Pain and Purpose
It’s been a busy few months. I’ve moved fully into an outpatient role at the hospital. M’s back to the office two days a week. V started at daycare again for the first time in over a year. We went on our first vacation since the time before Vera was born and spent a week at a cabin on a secluded lake near beautiful Eagle River, WI. It was a much-needed reprieve.
Meanwhile, the world continues to be unmoored and terrifying. What can you do?
I’ve been doing some significant training in Acceptance and Commitment Therapy (ACT, pronounced like the word), particularly some online trainings with Dr. Russ Harris, author of The Happiness Trap and a number of other self-help books that make ACT accessible to the layperson, as well as several really good textbooks and primers that make it more accessible for clinicians! It’s really been an incredible experience training with Russ, and I’ve found something in ACT that I’m not sure I knew really existed. For a long time, I made the point of saying that as a clinician, I don’t have a primary modality. That I’m eclectic. But nope, turns out I just hadn’t gotten enough into ACT yet.
But I could go on for literally ever about ACT, so I’ll stop for now. Let me know if you ever want to talk more about it though because I think it’s based on some really important principles about what drives human suffering and how to pivot away from suffering toward a life of vitality. Even when the world is a mess. Maybe especially when the world is a mess. (Sometime I will writer more about how ACT addresses the problems I’ve always had with CBT—no, the other CBT; that one is fine if that’s what you’re into.)
In a rare show of earnestness, I wrote this thread over on Twitter about some of the problems with how we diagnose and conceptualize the idea of mental illness. I think it could be worth a read? idk I’m biased.
Anyway, I’m off to do some gaming in a few minutes, so here’s a video roundup and a quick blurb about some books I’ve read!
My family got to appear in this really great music video for our friends in Weird Storm. Check it out!
Throughout June and July, I played in this incredible series of Rebel Crown, a game I highly recommend if you’re into courtly intrigue stuff like War of the Roses, Game of Thrones, etc. Here’s the first session:
And here’s a playlist with the whole series.
Also in June, I played in a really fun short series of MOTH-LIGHT. Again, here’s the first session:
And the playlist.
I got a LOT of great Forged in the Dark experience this summer!
I’m currently playing in a run of Checkpoint Midnight, a cool PBTA game about supernatural spies in postwar Vienna and so far it’s a blast. No videos yet though!

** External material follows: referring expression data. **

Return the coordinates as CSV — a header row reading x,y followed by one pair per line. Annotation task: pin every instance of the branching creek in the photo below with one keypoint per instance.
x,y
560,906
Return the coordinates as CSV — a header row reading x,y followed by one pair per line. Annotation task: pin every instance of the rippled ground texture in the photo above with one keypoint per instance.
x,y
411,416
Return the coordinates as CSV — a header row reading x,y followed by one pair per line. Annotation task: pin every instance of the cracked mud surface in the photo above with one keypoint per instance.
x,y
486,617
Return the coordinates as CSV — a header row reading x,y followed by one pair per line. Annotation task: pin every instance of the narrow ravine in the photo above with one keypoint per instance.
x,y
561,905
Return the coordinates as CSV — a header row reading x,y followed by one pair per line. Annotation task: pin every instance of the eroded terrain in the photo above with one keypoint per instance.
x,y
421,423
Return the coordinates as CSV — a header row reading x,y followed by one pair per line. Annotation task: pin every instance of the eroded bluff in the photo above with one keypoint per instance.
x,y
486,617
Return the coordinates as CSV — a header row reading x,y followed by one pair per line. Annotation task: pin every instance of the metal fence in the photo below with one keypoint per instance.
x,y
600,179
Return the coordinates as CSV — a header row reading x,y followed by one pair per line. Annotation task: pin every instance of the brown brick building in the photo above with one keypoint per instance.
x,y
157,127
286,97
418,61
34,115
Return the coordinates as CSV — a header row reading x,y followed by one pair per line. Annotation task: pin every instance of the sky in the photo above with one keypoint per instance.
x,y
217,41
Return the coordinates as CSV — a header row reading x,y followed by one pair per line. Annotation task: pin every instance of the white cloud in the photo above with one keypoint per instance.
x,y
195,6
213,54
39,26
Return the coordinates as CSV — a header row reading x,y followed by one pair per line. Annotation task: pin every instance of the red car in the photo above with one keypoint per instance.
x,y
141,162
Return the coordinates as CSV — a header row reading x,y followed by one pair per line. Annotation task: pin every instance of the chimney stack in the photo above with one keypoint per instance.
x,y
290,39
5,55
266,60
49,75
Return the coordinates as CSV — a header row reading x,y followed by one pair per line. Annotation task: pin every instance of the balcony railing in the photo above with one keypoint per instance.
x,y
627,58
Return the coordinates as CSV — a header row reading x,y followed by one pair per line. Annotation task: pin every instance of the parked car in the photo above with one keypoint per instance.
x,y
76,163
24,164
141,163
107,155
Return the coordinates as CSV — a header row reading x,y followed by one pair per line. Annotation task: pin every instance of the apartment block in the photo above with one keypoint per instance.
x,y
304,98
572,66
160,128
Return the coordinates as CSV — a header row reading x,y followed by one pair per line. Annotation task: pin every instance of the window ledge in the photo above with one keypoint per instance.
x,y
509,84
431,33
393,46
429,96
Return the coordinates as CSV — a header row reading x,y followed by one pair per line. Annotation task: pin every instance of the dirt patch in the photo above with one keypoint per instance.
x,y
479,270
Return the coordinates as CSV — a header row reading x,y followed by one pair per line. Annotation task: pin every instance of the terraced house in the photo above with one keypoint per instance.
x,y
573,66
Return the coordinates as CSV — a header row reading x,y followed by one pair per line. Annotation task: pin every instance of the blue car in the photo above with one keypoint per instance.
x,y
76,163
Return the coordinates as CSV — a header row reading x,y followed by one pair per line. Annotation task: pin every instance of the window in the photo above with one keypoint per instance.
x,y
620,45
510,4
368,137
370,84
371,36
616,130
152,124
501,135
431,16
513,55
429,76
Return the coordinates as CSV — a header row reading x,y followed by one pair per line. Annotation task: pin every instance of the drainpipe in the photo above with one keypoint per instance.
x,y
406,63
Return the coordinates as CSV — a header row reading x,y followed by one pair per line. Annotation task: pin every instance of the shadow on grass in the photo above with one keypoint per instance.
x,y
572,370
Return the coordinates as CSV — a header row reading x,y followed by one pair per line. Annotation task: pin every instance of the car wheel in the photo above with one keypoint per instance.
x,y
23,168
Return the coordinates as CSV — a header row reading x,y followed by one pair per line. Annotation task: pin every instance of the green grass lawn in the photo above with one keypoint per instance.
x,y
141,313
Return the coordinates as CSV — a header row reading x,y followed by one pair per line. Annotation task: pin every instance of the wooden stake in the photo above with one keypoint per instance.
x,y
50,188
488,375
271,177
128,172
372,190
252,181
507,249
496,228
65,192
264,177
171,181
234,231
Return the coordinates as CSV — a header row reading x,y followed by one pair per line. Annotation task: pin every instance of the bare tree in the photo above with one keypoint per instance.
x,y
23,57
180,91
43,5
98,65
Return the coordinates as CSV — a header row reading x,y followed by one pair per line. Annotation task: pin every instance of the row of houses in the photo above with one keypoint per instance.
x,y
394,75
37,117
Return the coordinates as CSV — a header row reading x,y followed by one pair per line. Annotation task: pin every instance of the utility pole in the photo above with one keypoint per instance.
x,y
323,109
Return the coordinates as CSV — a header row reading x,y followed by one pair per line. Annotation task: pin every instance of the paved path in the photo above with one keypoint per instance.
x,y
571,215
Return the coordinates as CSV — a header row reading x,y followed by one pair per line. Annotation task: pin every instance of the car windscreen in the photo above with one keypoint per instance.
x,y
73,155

Lastly, I actually finished some books for the first time since … grad school? Maybe? At the End of the World, Turn Left was a really cool mystery about identity and language taking place in Riverwest during the time I was partying and going to basement shows there. American Madness, by my buddy Tea Krulos, is a hauntingly personal examination of the conspiracy mindset that’s unfortunately taken hold over a significant portion of the American public. Finally, while I didn’t finish it, A Liberated Mind: How to Pivot Toward What Matters, by ACT founder Steven Hayes, seems to be a really great introduction of ACT and discussion of the context it was created within.
Hope everyone is having as good a summer as you can have here in the end-of-days.